Também nesta avaliação devem ser consideradas inicialmente as causas secundárias que poderão ser excluídas habitualmente com uma minuciosa história clínica e análises sumárias. Estas análises podem incluir estudo de anemia, doença celíaca, patologia tiroideia ou desequilíbrios iónicos. Na presença de sinais de alarme (emagrecimento, perdas de sangue) ou na suspeita forte de uma causa secundária, a colonoscopia ou exames imagiológicos podem estar indicados assim como o estudo aprofundado e a referência a outra especialidade.

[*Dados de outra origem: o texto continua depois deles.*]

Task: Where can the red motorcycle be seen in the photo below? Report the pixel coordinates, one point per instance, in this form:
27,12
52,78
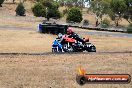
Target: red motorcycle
72,45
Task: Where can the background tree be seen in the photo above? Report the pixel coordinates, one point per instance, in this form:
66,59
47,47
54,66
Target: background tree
1,1
47,8
118,8
39,10
100,8
128,11
20,10
74,14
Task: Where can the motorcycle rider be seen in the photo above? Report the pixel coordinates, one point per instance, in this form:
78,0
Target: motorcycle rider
74,35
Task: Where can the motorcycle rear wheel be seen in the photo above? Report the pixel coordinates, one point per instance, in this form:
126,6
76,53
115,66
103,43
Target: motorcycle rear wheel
67,48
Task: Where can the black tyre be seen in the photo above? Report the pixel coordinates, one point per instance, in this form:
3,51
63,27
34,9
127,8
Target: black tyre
92,49
67,48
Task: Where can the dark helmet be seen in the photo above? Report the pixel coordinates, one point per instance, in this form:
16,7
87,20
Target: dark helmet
69,30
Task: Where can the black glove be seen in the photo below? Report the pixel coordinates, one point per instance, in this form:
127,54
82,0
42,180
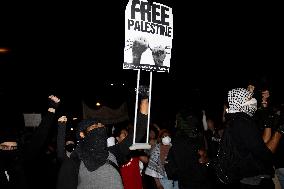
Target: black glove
268,121
281,129
52,104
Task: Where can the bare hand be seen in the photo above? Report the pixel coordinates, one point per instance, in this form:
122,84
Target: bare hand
54,98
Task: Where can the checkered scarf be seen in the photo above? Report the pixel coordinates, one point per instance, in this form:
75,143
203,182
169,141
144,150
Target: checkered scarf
240,100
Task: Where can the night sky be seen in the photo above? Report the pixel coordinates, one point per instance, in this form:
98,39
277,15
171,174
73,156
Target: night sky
75,50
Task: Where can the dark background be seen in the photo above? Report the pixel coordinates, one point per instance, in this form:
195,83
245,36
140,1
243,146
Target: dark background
75,50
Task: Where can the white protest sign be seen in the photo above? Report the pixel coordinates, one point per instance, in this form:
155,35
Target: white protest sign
32,120
148,36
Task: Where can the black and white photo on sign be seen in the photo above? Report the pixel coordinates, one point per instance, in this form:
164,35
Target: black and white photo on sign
148,36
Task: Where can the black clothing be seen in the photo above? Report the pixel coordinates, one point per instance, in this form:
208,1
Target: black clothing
26,171
68,174
183,155
249,142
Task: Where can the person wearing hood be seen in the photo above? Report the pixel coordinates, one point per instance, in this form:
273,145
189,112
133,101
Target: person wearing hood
94,165
19,162
257,166
156,163
186,161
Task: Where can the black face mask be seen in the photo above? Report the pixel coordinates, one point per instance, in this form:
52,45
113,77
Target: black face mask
93,149
8,158
70,147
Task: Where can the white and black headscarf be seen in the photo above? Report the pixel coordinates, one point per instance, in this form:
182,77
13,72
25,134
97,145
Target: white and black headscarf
240,100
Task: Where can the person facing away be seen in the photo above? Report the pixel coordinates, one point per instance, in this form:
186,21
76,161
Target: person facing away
186,161
256,168
94,165
19,162
66,143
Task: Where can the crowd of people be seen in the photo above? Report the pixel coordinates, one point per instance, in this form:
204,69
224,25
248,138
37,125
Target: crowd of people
89,156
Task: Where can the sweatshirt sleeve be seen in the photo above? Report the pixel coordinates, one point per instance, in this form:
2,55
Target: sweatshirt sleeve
61,131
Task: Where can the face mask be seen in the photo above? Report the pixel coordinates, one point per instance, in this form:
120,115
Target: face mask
8,157
250,106
70,147
166,140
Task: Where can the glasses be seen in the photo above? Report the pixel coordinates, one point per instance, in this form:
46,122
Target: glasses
5,147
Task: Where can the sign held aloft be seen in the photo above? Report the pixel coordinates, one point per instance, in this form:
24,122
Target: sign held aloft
148,36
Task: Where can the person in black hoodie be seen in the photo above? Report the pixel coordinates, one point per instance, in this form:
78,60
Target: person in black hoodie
186,161
94,165
256,168
17,160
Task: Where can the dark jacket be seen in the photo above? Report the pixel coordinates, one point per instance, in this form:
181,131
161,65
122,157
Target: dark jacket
249,142
183,157
68,174
23,172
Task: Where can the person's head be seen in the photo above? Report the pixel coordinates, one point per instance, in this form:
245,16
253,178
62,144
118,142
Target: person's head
153,133
8,139
240,100
92,147
88,125
8,145
210,124
164,137
122,135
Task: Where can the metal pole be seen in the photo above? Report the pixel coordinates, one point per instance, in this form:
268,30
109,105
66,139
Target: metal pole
149,107
136,106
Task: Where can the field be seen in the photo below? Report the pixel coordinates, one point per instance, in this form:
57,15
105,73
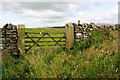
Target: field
95,57
48,40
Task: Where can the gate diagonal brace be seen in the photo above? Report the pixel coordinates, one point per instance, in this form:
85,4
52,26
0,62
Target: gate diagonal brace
53,40
61,39
35,42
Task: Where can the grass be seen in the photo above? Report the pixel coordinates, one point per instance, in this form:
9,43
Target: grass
46,40
96,57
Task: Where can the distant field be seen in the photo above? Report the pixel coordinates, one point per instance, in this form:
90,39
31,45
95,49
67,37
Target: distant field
96,57
46,40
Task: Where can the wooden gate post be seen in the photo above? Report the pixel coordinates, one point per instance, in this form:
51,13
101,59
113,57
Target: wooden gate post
69,31
21,38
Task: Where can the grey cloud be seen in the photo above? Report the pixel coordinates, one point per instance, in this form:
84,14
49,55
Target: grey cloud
41,6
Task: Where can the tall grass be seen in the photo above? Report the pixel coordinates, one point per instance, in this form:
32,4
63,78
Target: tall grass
91,58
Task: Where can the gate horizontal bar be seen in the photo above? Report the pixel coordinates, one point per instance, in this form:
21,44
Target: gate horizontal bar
44,37
45,32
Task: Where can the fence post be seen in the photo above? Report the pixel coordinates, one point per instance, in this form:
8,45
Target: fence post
69,31
21,38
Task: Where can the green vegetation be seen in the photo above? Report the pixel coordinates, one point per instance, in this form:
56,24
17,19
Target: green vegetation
95,57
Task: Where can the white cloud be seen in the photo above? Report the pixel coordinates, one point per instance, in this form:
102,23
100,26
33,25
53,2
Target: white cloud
59,0
45,14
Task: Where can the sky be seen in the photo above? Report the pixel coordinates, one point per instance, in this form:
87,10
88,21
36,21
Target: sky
39,13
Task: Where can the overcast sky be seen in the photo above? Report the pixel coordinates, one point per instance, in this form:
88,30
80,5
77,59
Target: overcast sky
57,13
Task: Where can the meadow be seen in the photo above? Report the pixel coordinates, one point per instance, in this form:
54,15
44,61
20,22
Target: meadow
94,57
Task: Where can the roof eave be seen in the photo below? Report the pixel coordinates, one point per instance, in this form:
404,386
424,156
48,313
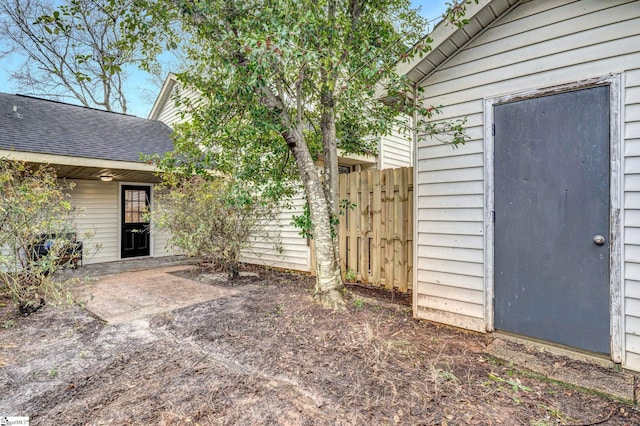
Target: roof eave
64,160
162,98
449,39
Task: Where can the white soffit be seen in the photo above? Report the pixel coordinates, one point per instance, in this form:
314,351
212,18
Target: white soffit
448,39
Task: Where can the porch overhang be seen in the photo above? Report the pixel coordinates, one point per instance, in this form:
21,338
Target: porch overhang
81,168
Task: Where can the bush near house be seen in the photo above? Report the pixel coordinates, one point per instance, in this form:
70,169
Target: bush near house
36,233
211,217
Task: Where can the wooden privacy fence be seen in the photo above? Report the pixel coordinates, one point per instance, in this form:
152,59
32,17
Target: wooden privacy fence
376,228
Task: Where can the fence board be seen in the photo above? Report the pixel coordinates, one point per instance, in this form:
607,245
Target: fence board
376,236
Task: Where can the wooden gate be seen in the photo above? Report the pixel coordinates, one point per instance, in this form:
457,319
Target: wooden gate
376,227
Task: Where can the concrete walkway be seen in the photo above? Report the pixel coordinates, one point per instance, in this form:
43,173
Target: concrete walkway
137,294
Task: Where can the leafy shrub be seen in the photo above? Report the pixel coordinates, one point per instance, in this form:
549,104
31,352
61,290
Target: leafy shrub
34,207
211,217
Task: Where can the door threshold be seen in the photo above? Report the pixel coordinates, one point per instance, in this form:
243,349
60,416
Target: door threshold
557,349
574,367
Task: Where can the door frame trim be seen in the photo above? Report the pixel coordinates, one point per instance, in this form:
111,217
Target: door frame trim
616,306
121,220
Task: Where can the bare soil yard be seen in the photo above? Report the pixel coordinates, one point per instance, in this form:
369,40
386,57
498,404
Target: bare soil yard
267,355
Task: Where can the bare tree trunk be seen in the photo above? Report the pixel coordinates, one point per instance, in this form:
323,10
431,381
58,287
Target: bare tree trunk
330,157
329,285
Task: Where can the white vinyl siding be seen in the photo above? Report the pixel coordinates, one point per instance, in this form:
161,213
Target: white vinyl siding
395,150
538,44
98,206
631,134
281,245
169,113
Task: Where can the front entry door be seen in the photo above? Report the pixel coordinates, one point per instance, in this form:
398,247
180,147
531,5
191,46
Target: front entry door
135,225
551,247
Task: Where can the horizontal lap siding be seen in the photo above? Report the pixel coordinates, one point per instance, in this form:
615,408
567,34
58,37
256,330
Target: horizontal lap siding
631,134
395,150
538,44
97,206
170,114
280,245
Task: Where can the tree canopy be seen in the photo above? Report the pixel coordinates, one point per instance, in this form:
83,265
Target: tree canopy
285,85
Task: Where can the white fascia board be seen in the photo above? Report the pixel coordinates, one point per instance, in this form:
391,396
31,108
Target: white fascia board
64,160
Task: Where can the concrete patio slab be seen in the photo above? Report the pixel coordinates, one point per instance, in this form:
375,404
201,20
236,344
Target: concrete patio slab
138,294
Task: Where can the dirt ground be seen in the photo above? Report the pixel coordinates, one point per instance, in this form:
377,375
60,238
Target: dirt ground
267,355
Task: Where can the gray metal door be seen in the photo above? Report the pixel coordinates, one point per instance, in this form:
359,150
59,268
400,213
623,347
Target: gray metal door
551,247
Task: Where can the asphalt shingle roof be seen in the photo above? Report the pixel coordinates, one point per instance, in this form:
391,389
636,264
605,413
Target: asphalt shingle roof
51,127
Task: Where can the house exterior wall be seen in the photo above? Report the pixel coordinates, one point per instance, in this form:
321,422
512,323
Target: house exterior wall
98,205
395,150
536,45
281,245
168,112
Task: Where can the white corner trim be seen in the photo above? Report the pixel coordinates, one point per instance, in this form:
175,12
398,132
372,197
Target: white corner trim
616,308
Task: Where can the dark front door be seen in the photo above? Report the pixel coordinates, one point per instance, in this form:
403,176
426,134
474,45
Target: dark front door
135,225
551,247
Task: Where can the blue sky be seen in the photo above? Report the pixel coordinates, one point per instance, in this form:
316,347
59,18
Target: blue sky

Exame complementares devem ser realizados quando o mecanismo fisiopatológico subjacente à obstipação alterar a nossa conduta terapêutica. Podem incluir a realização de teste de expulsão de balão, manometria anorectal ou defecografia dinâmica (com algumas modalidades imagiológicas descritas).

Tratando a obstipação crónica – passo a passo
A abordagem terapêutica da obstipação decorre em diversas etapas progressivas. A orientação inicial deve focar nas modificações do estilo de vida (aumento da ingestão de fibras e actividade física, redução de stress, higiene do sono e correcção dos hábitos na casa de banho). Os doentes poderão melhorar a postura na casa de banho com o uso de banco dos pés. Dependendo da interacção com a água, as fibras podem ser solúveis (psílio) ou insolúveis (farelo). As fibras insolúveis devem ser introduzidas gradualmente e com uma adequada ingestão de água.

Os passos seguintes incluem o uso de laxantes osmóticos como o polietilenoglicol ou a lactulose, diariamente e em dose crescente se necessário.

Os laxantes irritativos como o sene e o bisacodilo estimulam a actividade colorectal. Poderão ser usados de modo contínuo ou “por necessidade” (2-3x/semana), associados ou não aos laxantes osmóticos descritos. Podem originar cólicas abdominais – efeito secundário relacionado com o seu mecanismo de acção.

Aos laxantes descritos, podem ainda ser associados (ou utilizados em substituição) medicamentos secretagogos ou procinéticos, que aumentam a secreção de fluidos intestinais ou o movimento cólico por acção directa. Está apenas disponível em Portugal a linaclotida.

Os distúrbios defecatórios podem ser corrigidos com reabilitação funcional do pavimento pélvico com diversas modalidades de biofeedback descritas. Poderão estar indicadas correcções cirúrgicas de alterações estruturais que condicionem distúrbios defecatórios.

Estratégias invasivas como a estimulação neurosagrada e a colectomia poderão estar reservadas para casos individuais de obstipação refratária.